Extreme Dispute|Over a Cable Box


     CHICAGO (CN) – Two Chicago cops kept assaulting a woman after one cop knocked her out, then falsely charged her with assaulting them – all in a dispute over a borrowed cable box, the woman claims in Federal Court.



     Nicole Samuels and Ricco Acuna sued Chicago and its police Officers Christine Taylor and Carl Kirk.
     During the incident in July 2011, Samuels and Acuna lived with their infant son on the South Side in an apartment directly below Taylor’s apartment, according to the complaint. Kirk did not live in the building, but was dating Taylor, the couple says.
     “For reasons unknown, defendant Taylor began displaying hostility towards them – for a time prior to this incident both plaintiffs were harassed by defendant Taylor in various ways while defendant Taylor was on duty as a police officer (e.g. tickets, traffic stops, etc.),” the complaint states.
     “Shortly before this incident, defendant Taylor’s animosity towards plaintiffs became focused on a cable box she had lent plaintiffs a year or more prior. On more than one occasion leading up to the incident defendant Taylor would bang on plaintiffs’ front and/or back doors and demand the cable box be returned.
     “In the hopes of avoiding defendant Taylor, plaintiffs arranged for the building’s maintenance person to return the cable box.”
     But before that happened, the couple says, Taylor banged on their door.
     “Ms. Samuels approached the door and listened. Ms. Samuels heard defendant Taylor say words to the effect of: ‘go cut the power to [Ms. Samuels’] apartment – the heat will force her out.’
     “Within a minute, the power in plaintiffs’ apartment was off. Plaintiff did not want to go outside, but plaintiff knew her child could not stay in the apartment on a hot July day without the ability to run the air conditioning or even a fan,” the complaint states.
     “Ms. Samuels strapped her son into a high chair, grabbed her keys, and looked out the back door. Not seeing anyone, Ms. Samuels – still in her pajamas – decided to make a run for the breaker in the basement. …
     “Upon entering the basement, Ms. Samuels was confronted by defendant Taylor’s teenage son and a man she had seen multiple times at Taylor’s apartment, now known to plaintiffs as defendant Carl Kirk.
     “Immediately, defendant Kirk began yelling at Ms. Samuels about defendant Taylor’s cable box, so Ms. Samuels turned around and tried to make it back to her door,” the complaint states.
     Samuels claims Taylor entered the basement then and said, “Give us your keys. Let us in or we’re going to arrest you. We’re police – don’t be stupid or we’ll lock you up.”

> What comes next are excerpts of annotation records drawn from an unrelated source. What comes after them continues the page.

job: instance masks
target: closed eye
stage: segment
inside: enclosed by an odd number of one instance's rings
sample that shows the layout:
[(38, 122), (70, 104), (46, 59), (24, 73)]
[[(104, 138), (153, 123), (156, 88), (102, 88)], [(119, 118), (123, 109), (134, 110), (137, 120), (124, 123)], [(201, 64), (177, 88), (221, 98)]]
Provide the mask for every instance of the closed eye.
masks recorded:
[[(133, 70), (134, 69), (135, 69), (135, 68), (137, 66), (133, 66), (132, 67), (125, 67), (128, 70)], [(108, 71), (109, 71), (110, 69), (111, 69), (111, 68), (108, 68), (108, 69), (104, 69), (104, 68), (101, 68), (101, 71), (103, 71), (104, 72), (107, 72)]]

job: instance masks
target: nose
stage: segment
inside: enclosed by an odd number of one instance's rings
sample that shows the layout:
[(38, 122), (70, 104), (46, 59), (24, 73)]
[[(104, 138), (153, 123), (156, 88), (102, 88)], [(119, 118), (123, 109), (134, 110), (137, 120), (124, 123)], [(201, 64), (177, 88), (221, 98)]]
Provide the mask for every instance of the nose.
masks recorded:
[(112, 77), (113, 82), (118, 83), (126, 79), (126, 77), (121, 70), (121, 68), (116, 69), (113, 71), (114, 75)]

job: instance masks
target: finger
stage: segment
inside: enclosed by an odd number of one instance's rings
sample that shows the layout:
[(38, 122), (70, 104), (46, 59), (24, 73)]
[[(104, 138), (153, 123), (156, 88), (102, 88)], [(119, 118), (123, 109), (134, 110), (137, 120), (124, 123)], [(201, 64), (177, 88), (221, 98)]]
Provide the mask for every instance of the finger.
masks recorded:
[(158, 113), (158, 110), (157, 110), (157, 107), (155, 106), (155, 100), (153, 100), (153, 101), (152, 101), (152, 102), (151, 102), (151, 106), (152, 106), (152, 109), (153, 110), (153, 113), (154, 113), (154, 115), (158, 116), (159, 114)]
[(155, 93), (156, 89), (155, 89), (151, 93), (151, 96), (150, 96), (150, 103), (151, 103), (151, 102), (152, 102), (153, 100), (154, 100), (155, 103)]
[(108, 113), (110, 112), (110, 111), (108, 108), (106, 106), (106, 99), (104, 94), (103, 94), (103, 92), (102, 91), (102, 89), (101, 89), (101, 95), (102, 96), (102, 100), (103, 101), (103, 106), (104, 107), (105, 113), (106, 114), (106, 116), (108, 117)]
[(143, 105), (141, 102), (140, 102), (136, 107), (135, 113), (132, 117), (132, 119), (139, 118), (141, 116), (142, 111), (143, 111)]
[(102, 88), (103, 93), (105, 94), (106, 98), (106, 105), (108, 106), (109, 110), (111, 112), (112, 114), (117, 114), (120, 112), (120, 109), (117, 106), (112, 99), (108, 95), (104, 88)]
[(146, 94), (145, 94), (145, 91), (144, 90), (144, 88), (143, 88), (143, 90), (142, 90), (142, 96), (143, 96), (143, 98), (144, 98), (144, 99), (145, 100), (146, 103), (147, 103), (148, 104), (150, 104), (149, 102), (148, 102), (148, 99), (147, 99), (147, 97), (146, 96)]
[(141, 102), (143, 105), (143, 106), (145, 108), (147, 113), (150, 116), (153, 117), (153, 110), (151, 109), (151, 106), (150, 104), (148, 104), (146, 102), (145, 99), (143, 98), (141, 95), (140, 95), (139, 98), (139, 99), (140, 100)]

     When she tried to escape, “Defendant Kirk pushed Ms. Samuels backwards and threw a barrage of punches to Ms. Samuels’ face and head, splitting her lips open and causing a large gash on her head,” according to the complaint.
     “Ms. Samuels blacked out for a moment. When she came to, she was on the floor being hit by both defendants. Defendant Kirk put Ms. Samuels in a chokehold and attached one handcuff to Ms. Samuels. He then dragged her down the stairs into the foyer.
     “For the next several minutes, defendant Kirk repeatedly abused Ms. Samuels while defendant Taylor stood by watching. Defendant Kirk threw Ms. Samuels against walls, picked her up merely to throw her back down, struck her, and stomped on her back while she was lying defenseless on the ground.”
     When other police arrived, Samuels says, Kirk and Taylor accused her of assaulting them and she was taken to the station.
     When Acuna arrived at the police station, “Kirk claimed Mr. Acuna physically threatened him, knowing the allegations were false,” and he too was charged with battery of a police officer, the plaintiffs claim.
     The plaintiffs say they were acquitted at trial, and that “the judge stated he found the defendant officers’ testimony to be incredible and it was hard to believe they put their reputations on the line over a cable box.”
     They seek damages for excessive force, false arrest, failure to intervene, false imprisonment, malicious prosecution, and assault and battery.
     They are represented by Matthew Robison, with Barrido & Robison.